Antoine Gara, 20 May 2015
U.S. banking giants Citigroup and JPMorgan Chase and U.K.-base conglomerates Barclays and The Royal Bank of Scotland have agreed to plead guilty antitrust violations stemming from their collusion to manipulate prices in the foreign exchange market over the course of five years, the Department of Justice said on Wednesday. Those banks and UBS have agreed to pay a total of $5.8 billion in fines to global regulators as part of their FX market collusion.
Five banks will pay the Department of Justice nearly $3 billion in fines and penalties for their manipulation of U.S. dollar and Euro exchange rates, which the DoJ characterized as occurring “almost every day for five years” through private chat rooms, benefiting their trading positions but harming countless consumers and investors around the world. Separately, the Federal Reserve said on Wednesday, six banks would pay a total of $1.8 billion in fines for “unsafe and unsound practices” in the FX market.
In the U.S., Citigroup was fined the most: $925 million by the DoJ for its violation of the Sherman Antitrust Act and $342 million by the Fed. JPMorgan was fined a total of $892 million.

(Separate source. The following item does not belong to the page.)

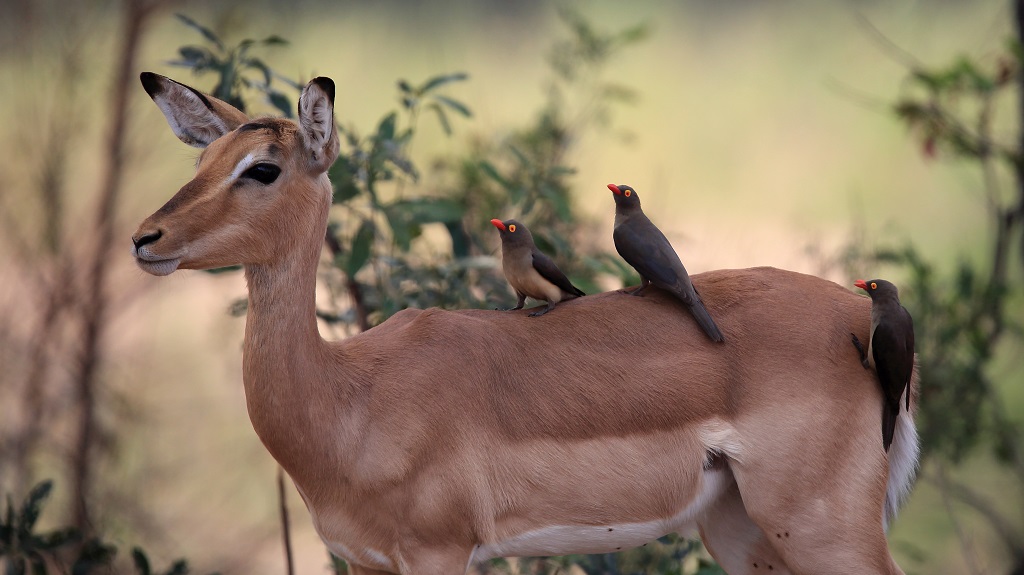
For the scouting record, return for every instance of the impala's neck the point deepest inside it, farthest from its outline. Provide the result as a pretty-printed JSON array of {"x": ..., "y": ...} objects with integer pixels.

Starting in 2007, traders at banks involved in Wednesday’s settlement formed what they called “The Cartel” to fix daily foreign exchange crosses in currencies as prominent as the dollar and euro so that they’d be able to tilt currency movements in their favor. Using coded language and group instant message chats on their Bloomberg Terminals, the traders and their colleagues worked to influence daily rate settings in the forex market by either bidding up some currencies or withholding markets in others at the close of business.